Symptoms of Thalassemia
Thalassemia can cause a variety of symptoms and lead to various health problems. Some of the most common symptoms are:
- Anemia. Nearly all thalassemia sufferers experience acute anemia which can be life-threatening. Anemia can occur due to low haemoglobin levels. Some of the characteristics of anemia include fatigue, respiratory problems, irregular heartbeat, and pale skin.
- Iron overload. A person suffering from thalassemia will experience overloaded iron which could potentially cause other health problems. Iron overload may lead to heart problems, swelling and sores around the liver, delayed puberty, diabetes, and low hormone levels.
There are also some other uncommon symptoms of thalassemia, such as:
- Stunted growth in children
- Small stones in the gallbladder that can cause inflammation of the gallbladder and jaundice.
- Abnormal bone growths, such as enlarged forehead and cheeks.
- Decreased fertility.
Treatment for Thalassemia
Thalassaemia usually requires lifelong treatment with blood transfusions and medication. Children and adults with thalassaemia will be supported by a team of healthcare professionals at a specialist thalassaemia centre.
Treatment for thalassemia may include:
- Blood transfusion. This treatment is one of the options to treat anemia. This process is performed by supplying blood through a tube inserted into a vein in the arm. This process may take a while and is generally done in a hospital.
- Iron overload medications. Regular blood transfusions can cause increased iron levels in your body. The doctor may recommend medications called chelation therapy.
- Stem cell or bone marrow transplant. This transplant is the only way to cure thalassemia. However, this method is rarely used given that it has a high risk. The primary risk is that the transplanted cells might attack other body cells. Therefore, this transplant is only to treat severe cases of thalassemia.
Thalassemia patients will undergo several checkups, especially in the case of pregnant thalassemia sufferers:
- Pregnancy checkups. This is done to determine whether the baby has the potential to develop thalassemia. The doctor may advise you to perform the check-up prior to 10 weeks of pregnancy.

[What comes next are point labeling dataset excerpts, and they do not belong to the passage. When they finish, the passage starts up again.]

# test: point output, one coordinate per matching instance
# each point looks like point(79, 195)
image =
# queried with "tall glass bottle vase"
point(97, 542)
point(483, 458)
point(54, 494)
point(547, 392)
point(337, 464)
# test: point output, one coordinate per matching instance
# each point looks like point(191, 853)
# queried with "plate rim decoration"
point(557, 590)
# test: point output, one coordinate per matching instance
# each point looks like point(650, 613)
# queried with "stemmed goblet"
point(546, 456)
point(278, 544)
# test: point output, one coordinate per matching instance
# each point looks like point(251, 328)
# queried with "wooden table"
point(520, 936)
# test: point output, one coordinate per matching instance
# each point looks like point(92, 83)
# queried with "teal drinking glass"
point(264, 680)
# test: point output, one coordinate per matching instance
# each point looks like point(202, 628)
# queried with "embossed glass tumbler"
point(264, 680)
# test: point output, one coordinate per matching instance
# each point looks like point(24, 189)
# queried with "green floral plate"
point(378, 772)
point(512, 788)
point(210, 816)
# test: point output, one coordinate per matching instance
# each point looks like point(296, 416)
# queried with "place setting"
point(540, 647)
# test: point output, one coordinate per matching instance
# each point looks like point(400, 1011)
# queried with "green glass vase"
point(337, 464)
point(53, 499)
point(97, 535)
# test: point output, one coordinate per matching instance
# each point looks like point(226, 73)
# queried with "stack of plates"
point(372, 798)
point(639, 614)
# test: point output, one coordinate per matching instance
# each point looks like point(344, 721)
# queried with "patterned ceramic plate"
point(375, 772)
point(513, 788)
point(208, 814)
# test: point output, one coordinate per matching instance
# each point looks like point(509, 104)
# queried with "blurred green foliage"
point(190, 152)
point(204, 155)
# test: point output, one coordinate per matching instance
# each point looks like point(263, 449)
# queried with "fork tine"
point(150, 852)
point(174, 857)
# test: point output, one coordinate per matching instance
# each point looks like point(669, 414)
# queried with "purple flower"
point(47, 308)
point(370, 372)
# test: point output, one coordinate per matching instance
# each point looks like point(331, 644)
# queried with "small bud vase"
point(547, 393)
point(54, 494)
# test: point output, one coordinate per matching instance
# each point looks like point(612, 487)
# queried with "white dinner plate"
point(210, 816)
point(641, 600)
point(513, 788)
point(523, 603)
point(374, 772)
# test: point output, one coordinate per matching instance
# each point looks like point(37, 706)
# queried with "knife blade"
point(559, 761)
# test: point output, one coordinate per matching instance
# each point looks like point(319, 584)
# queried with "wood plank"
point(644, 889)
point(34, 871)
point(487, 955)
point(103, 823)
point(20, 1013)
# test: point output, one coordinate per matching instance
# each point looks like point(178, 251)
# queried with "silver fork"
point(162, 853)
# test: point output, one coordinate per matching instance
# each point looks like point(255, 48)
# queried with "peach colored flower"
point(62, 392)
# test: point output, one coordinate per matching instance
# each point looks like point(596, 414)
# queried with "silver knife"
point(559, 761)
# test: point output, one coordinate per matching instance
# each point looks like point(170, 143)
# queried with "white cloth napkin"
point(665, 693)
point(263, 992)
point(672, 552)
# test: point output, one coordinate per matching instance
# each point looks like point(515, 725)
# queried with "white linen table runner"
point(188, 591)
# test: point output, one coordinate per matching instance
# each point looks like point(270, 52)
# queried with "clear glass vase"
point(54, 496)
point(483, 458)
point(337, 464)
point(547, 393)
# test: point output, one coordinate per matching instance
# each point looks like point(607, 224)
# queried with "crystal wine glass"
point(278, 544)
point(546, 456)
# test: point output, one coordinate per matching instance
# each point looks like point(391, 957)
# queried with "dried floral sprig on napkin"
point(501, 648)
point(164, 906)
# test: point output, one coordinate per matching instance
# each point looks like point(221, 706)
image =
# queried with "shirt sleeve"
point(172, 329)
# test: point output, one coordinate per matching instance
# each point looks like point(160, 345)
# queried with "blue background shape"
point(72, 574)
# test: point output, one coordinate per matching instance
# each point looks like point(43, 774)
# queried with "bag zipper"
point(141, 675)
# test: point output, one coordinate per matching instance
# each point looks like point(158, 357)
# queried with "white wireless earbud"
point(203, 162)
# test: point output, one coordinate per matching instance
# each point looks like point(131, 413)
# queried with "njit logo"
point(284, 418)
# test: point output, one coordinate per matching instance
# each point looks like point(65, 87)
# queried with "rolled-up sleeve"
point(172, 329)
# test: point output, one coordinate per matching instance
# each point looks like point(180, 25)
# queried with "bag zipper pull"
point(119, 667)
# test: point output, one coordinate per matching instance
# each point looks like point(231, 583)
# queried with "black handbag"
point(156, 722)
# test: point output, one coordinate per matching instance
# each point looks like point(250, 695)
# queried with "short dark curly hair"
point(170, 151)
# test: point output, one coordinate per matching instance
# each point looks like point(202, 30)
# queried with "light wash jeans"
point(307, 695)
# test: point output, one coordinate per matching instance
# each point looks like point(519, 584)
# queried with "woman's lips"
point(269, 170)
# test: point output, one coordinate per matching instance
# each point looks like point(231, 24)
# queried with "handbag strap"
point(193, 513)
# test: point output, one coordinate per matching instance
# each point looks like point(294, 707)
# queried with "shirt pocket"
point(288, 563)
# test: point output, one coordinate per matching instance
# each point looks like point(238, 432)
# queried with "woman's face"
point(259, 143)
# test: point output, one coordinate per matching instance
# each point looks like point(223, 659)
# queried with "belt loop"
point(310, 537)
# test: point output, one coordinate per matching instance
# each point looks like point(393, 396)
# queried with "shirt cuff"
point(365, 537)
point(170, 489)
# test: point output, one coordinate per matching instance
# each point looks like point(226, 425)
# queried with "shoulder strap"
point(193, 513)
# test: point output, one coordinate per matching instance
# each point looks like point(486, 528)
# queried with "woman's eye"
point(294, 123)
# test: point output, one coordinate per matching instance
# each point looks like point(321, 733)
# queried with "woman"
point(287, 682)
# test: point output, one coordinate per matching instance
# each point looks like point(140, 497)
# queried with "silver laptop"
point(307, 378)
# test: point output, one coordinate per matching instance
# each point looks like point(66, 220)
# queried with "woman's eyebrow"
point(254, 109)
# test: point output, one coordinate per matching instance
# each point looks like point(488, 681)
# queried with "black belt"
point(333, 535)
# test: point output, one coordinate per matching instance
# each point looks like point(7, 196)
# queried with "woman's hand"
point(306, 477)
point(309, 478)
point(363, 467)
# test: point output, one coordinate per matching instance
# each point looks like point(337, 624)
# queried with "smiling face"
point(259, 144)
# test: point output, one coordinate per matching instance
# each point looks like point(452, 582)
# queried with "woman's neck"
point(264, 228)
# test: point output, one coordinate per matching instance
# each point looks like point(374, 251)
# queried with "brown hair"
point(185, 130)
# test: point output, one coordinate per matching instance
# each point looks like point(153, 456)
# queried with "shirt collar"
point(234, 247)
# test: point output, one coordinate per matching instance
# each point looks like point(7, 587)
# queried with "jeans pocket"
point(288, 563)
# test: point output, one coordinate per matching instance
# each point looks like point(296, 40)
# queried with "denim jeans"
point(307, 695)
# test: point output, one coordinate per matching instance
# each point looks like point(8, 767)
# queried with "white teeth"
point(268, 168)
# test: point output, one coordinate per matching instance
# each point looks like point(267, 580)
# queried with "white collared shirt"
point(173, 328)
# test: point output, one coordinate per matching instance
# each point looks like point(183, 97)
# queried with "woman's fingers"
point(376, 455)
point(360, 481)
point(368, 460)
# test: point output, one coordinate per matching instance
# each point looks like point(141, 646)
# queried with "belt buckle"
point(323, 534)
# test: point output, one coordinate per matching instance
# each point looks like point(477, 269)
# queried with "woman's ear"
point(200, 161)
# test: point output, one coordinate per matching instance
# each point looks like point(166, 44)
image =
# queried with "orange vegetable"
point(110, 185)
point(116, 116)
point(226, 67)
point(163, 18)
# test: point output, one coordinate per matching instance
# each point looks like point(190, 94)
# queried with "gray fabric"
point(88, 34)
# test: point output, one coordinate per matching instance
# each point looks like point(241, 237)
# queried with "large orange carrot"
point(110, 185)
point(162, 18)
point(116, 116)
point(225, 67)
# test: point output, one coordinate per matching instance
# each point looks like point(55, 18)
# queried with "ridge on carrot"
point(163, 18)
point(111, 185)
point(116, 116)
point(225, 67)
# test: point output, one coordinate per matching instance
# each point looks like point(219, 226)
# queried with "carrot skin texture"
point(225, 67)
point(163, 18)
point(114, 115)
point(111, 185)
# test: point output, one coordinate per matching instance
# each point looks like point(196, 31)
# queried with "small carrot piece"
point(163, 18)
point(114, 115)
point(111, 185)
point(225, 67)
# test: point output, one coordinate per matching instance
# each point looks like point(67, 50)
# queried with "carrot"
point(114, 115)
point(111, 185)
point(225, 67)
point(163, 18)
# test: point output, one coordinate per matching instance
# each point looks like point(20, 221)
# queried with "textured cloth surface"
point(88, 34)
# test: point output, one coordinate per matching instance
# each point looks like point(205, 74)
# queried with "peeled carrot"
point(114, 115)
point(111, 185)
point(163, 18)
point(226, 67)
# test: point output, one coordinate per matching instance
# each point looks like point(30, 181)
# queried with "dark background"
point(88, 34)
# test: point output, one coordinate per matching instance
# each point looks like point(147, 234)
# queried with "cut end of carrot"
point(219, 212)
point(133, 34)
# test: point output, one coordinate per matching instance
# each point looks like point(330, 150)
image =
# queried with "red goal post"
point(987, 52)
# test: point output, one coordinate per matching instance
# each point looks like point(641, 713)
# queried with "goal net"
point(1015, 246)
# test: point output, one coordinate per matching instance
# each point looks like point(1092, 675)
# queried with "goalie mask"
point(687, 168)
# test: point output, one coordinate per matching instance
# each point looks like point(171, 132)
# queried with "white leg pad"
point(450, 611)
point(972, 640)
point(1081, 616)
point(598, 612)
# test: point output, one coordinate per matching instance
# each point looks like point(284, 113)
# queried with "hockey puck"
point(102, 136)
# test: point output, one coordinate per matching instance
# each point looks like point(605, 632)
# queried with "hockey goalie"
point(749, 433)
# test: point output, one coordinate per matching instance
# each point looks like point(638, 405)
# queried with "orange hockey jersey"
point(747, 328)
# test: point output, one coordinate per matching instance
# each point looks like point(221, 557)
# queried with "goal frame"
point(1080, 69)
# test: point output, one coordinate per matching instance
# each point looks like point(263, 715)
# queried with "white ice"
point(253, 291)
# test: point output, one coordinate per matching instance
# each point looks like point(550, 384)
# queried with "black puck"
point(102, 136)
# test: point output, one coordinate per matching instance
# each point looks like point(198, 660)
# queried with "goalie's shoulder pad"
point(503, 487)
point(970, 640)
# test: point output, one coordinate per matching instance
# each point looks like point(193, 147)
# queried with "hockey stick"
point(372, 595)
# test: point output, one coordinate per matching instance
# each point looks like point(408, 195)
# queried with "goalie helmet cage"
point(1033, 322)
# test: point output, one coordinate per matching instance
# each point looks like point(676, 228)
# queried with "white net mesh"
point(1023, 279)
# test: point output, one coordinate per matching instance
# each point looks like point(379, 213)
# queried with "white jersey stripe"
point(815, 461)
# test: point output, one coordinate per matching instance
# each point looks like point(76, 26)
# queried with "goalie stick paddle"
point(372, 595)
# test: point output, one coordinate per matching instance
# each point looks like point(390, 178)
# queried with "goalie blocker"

- Postpartum checkups. You do not have to appoint a regular newborn checkup schedule — as the test results are not always reliable and thalassemia does not have immediate harmful effects. However, beta-type thalassemia can be diagnosed as part of a newborn’s blood spot test.
Treatment Cost for Thalassemia
The cost for thalassemia treatment varies – depending on the patient’s age and type of thalassemia experienced.
For more information regarding the estimated costs of thalassemia treatment, contact Smarter Health.
Prevention of Thalassemia
Since it is a genetic disease, you cannot completely prevent thalassemia. However, there are preventive measures that may help reduce the risk of developing thalassemia symptoms in babies, such as:
- For parents, you should schedule blood tests to confirm the possibility of thalassemia prior to pregnancy
- Get a genetic consultation.
- Conduct a health screening or medical check-up prior to pregnancy
Thalassemia can be reduced by identifying the risk factors. The risk factors include:
- Age. Symptoms of thalassemia generally occur in infants within 6 to 24 months old
- Family history. You should find out if there is thalassemia in your family’s medical history.
- Certain ethnicities. Generally, thalassemia sufferers are people who live or come from South Asia, Southeast Asia, and the Middle East.
Home Remedies for Patients Diagnosed with Thalassemia
In general, thalassemia treatment is a long process. Most medical procedures to treat thalassemia are done in hospitals.
A home remedy that you can undertake to treat thalassemia is by adopting a healthy lifestyle. You are encouraged to consume low-fat foods, vegetables, and fruits. Foods to avoid include beef and chicken liver.
Moreover, it is also advised for you to exercise regularly. Consult your doctor regarding the right types of exercises for you.
In addition to implementing a healthy lifestyle, your doctor may also recommend an additional series of treatments.